Dans la gestion d’une entreprise, le terme « chiffre d’affaires » est souvent utilisé pour mesurer l’activité commerciale. Pourtant, il existe plusieurs façons de le calculer, selon les règles comptables appliquées. Parmi ces notions, le « chiffre d’affaires encaissé » est une notion importante, notamment pour les petites entreprises et autoentrepreneurs. Comprendre ce que recouvre ce terme permet d’avoir une meilleure visibilité sur les flux financiers réels et sur la santé économique d’une activité.
Le chiffre d’affaires encaissé correspond au montant total des paiements reçus par une entreprise durant une période donnée. Contrairement au chiffre d’affaires facturé, qui prend en compte l’ensemble des ventes réalisées même si elles ne sont pas encore payées, le chiffre d’affaires encaissé ne compte que l’argent effectivement entré dans les caisses ou sur les comptes bancaires.

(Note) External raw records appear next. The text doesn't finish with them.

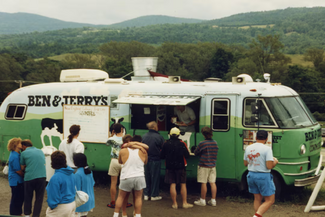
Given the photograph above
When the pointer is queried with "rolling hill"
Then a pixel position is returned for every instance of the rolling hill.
(19, 23)
(153, 20)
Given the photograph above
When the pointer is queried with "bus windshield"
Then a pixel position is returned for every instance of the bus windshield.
(289, 112)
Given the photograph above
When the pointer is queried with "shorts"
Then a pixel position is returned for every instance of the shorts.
(175, 176)
(135, 183)
(66, 209)
(114, 168)
(260, 183)
(205, 174)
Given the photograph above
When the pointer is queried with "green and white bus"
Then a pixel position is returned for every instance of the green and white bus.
(234, 110)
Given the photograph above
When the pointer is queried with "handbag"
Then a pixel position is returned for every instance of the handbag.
(6, 168)
(81, 198)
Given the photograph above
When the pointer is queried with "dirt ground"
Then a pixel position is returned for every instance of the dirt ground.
(225, 207)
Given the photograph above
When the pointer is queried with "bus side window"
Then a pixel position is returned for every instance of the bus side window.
(113, 105)
(220, 114)
(16, 112)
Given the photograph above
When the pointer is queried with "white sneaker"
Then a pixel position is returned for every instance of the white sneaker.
(199, 202)
(212, 203)
(156, 198)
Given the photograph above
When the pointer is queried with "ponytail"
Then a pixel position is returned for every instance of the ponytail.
(74, 130)
(87, 170)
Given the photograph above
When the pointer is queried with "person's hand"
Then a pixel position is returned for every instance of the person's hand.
(143, 150)
(275, 160)
(181, 124)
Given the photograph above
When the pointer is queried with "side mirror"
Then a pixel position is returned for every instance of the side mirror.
(254, 119)
(255, 107)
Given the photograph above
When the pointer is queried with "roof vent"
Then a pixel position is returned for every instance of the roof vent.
(73, 75)
(212, 79)
(174, 79)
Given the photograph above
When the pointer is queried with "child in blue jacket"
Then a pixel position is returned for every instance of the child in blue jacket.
(84, 182)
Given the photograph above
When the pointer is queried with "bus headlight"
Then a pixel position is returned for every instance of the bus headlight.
(302, 149)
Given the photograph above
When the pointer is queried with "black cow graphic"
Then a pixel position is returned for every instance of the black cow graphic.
(51, 127)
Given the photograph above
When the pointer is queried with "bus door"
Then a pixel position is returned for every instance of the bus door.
(223, 115)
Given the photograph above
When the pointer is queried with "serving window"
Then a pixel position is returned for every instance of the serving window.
(159, 108)
(220, 114)
(16, 112)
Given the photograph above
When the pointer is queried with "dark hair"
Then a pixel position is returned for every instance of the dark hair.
(127, 138)
(80, 160)
(117, 127)
(58, 160)
(27, 143)
(261, 135)
(74, 130)
(136, 138)
(207, 132)
(173, 136)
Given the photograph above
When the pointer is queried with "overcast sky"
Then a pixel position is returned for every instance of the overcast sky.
(114, 11)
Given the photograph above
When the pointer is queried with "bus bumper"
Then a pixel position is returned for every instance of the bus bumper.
(306, 181)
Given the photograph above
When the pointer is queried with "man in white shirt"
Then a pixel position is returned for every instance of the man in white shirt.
(259, 159)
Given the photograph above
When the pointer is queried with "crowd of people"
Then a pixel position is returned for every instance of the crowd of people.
(135, 164)
(27, 177)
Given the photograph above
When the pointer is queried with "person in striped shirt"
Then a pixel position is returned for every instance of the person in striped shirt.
(206, 172)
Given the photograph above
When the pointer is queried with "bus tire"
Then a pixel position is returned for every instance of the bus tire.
(278, 182)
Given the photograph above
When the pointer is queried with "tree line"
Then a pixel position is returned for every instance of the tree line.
(194, 61)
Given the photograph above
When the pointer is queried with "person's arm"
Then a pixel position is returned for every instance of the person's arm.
(80, 148)
(23, 167)
(53, 193)
(197, 151)
(272, 164)
(78, 181)
(120, 158)
(136, 145)
(162, 152)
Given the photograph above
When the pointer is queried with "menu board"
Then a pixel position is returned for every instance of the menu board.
(249, 137)
(93, 121)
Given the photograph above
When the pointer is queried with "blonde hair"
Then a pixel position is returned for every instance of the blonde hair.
(12, 143)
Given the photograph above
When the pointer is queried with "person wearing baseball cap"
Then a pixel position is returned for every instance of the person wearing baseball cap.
(259, 159)
(175, 152)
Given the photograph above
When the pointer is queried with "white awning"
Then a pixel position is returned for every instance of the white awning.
(156, 99)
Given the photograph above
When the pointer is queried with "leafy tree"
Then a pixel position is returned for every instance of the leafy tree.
(266, 54)
(306, 82)
(10, 71)
(314, 55)
(220, 63)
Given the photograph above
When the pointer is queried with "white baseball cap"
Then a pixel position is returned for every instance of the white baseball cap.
(174, 131)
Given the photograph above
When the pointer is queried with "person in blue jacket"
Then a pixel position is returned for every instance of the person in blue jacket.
(84, 182)
(61, 190)
(15, 177)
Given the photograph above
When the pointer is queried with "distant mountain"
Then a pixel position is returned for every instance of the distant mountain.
(306, 15)
(153, 20)
(19, 23)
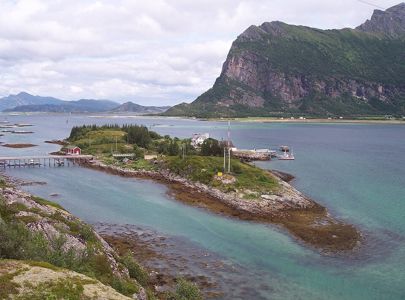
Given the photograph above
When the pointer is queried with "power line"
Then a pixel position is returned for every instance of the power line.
(371, 4)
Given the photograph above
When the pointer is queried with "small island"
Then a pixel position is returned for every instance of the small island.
(198, 174)
(19, 145)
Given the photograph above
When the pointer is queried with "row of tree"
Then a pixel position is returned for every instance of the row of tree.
(142, 137)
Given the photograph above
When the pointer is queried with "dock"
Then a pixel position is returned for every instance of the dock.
(44, 160)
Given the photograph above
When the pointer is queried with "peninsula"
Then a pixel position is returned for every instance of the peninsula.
(195, 175)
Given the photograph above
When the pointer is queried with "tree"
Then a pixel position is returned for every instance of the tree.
(211, 147)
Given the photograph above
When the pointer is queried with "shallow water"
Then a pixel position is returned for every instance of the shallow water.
(355, 170)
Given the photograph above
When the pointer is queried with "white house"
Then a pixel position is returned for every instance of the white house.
(198, 138)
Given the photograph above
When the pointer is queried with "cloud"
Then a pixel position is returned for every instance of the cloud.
(150, 52)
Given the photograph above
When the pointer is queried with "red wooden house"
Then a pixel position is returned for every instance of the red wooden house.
(73, 150)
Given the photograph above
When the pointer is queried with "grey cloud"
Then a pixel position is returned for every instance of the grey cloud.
(155, 52)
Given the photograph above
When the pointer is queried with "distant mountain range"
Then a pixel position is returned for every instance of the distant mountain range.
(136, 108)
(24, 102)
(277, 69)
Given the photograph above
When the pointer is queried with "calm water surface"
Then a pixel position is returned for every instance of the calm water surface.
(355, 170)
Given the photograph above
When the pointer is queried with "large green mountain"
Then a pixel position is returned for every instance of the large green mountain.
(279, 69)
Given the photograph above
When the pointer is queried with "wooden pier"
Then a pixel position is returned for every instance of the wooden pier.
(45, 160)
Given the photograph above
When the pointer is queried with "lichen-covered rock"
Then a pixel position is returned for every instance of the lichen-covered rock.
(38, 280)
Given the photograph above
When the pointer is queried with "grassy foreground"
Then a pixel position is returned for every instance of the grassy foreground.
(38, 236)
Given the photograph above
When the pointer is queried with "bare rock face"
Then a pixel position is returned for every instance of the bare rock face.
(390, 22)
(280, 68)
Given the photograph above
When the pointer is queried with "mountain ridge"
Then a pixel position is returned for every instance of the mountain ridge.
(25, 102)
(277, 69)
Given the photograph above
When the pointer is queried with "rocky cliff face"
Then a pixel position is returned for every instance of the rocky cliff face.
(390, 22)
(277, 68)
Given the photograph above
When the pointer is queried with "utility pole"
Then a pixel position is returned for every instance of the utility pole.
(229, 146)
(224, 159)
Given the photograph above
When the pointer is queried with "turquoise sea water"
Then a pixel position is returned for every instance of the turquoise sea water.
(355, 170)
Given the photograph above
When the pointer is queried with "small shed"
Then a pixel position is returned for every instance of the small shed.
(73, 150)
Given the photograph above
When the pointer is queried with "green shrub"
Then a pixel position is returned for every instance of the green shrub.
(186, 290)
(135, 270)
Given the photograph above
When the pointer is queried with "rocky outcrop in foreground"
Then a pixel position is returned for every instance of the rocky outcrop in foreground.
(31, 280)
(52, 237)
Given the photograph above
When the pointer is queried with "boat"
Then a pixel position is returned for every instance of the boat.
(21, 132)
(33, 162)
(23, 125)
(286, 156)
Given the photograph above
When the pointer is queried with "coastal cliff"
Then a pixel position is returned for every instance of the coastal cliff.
(50, 250)
(277, 69)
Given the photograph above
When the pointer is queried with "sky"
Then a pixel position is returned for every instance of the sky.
(151, 52)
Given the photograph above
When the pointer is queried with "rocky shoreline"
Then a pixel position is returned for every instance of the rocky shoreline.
(306, 220)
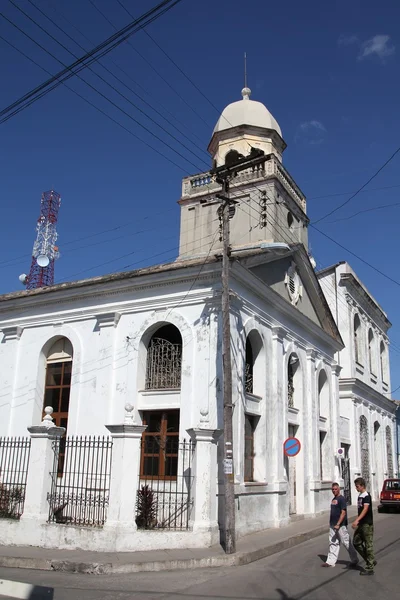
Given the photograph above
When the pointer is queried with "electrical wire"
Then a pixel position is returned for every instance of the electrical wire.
(101, 50)
(125, 72)
(119, 80)
(151, 66)
(360, 189)
(364, 211)
(106, 97)
(101, 111)
(387, 187)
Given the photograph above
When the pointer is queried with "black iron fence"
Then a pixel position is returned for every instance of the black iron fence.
(164, 498)
(80, 481)
(14, 460)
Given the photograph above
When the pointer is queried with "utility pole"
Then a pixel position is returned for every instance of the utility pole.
(226, 212)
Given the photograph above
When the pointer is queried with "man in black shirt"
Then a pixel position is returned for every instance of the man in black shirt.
(338, 529)
(363, 539)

Cette distinction est essentielle, car elle reflète la trésorerie disponible à un instant donné, et non simplement les ventes réalisées sur papier. En pratique, cela signifie que seules les sommes perçues via les règlements clients, qu’ils soient en espèces, par virement, chèque ou autres moyens, sont prises en compte.

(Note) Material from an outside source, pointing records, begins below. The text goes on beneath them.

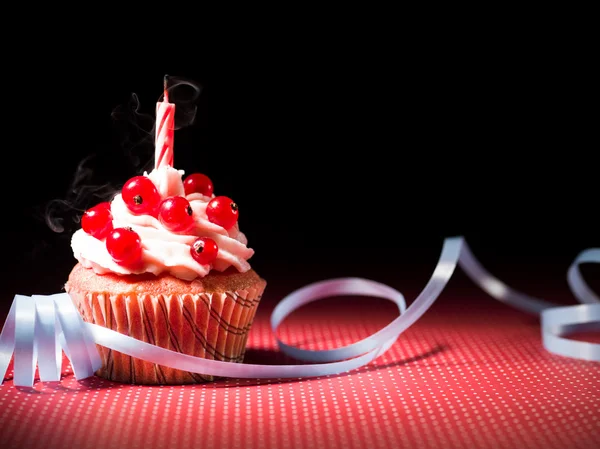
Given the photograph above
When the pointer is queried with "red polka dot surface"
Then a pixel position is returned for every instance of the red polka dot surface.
(467, 374)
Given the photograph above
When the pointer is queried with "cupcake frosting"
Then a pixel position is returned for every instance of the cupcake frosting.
(163, 250)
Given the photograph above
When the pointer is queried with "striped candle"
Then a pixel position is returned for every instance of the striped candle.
(165, 127)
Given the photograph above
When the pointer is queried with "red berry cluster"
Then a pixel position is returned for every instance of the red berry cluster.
(141, 197)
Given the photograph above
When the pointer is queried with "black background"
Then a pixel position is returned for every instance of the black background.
(344, 160)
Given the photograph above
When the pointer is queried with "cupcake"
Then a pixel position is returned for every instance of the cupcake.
(166, 263)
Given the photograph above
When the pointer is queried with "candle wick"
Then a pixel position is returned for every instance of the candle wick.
(165, 84)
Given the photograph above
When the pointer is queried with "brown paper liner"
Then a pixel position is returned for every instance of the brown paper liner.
(209, 325)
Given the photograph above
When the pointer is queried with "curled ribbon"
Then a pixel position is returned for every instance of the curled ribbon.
(39, 328)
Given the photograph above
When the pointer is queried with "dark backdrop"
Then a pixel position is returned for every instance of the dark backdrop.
(343, 163)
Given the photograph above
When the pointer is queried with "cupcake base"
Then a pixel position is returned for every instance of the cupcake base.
(207, 324)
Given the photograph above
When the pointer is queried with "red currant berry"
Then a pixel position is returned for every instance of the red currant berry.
(141, 196)
(124, 246)
(204, 250)
(198, 183)
(175, 214)
(97, 221)
(222, 211)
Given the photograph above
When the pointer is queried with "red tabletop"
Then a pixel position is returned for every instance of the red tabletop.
(470, 373)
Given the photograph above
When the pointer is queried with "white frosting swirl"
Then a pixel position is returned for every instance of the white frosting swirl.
(163, 250)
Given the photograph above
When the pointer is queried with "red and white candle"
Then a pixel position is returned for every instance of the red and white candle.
(165, 128)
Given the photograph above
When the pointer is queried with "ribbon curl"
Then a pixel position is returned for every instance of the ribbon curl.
(39, 328)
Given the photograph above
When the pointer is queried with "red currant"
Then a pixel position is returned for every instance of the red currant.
(204, 250)
(222, 211)
(97, 221)
(124, 246)
(141, 196)
(175, 214)
(198, 183)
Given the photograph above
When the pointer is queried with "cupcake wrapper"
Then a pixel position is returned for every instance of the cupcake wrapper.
(209, 325)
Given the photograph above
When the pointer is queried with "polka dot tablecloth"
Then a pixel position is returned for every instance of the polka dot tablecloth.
(471, 373)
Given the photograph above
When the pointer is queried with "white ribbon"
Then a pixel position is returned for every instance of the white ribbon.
(38, 328)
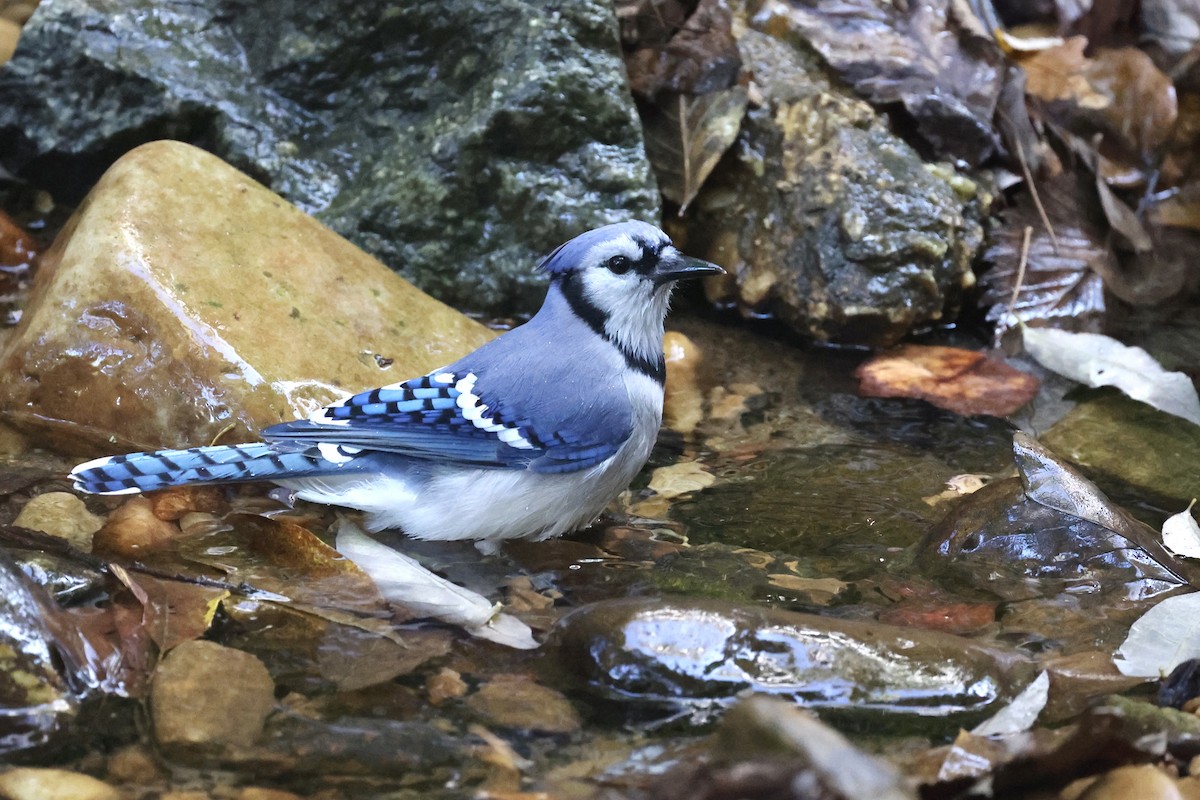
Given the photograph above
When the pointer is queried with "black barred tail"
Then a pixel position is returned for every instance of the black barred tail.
(217, 464)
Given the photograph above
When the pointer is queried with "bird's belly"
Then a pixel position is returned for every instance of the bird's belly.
(481, 504)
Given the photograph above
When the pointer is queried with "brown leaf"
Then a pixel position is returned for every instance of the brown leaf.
(1182, 210)
(17, 254)
(1119, 92)
(173, 611)
(174, 503)
(17, 248)
(1061, 282)
(952, 618)
(963, 382)
(688, 136)
(936, 59)
(669, 50)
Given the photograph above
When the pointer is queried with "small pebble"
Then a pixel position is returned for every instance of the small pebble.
(207, 697)
(261, 793)
(444, 685)
(31, 783)
(63, 515)
(177, 501)
(516, 702)
(10, 32)
(683, 404)
(1144, 782)
(133, 764)
(133, 530)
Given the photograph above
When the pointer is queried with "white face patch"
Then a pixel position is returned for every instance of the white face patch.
(634, 310)
(623, 245)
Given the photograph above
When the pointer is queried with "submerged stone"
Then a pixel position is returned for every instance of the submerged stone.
(185, 302)
(208, 698)
(456, 142)
(691, 659)
(1002, 541)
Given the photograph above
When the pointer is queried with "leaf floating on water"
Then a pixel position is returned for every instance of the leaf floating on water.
(1181, 534)
(689, 134)
(963, 382)
(1019, 715)
(1162, 638)
(1098, 360)
(407, 583)
(1056, 485)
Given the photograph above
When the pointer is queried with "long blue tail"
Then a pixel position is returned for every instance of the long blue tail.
(216, 464)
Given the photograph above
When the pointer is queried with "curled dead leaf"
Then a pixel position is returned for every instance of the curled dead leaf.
(688, 134)
(959, 380)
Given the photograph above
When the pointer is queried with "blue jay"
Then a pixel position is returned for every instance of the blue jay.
(528, 437)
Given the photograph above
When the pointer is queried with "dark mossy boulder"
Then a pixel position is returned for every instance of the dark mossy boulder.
(456, 142)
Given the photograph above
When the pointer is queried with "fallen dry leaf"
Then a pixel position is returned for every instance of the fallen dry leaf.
(688, 136)
(1060, 283)
(963, 382)
(1120, 91)
(173, 611)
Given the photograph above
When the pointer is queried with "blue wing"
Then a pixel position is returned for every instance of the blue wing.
(443, 417)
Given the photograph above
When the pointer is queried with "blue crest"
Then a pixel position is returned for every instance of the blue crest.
(569, 256)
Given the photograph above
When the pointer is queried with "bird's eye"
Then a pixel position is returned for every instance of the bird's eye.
(619, 264)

Pour une entreprise, maîtriser la notion de chiffre d’affaires encaissé permet d’avoir une idée claire de ses ressources financières réellement accessibles. Cela facilite la gestion quotidienne, notamment le paiement des fournisseurs, des salariés, ou encore des charges fiscales et sociales.
Dans le cas des autoentrepreneurs et des entreprises soumises au régime de la trésorerie, le chiffre d’affaires encaissé est la base du calcul des cotisations sociales et de certains impôts. Ce mode de calcul leur offre une simplicité administrative, puisqu’ils ne paient que sur ce qu’ils ont réellement reçu, et non sur des factures non réglées.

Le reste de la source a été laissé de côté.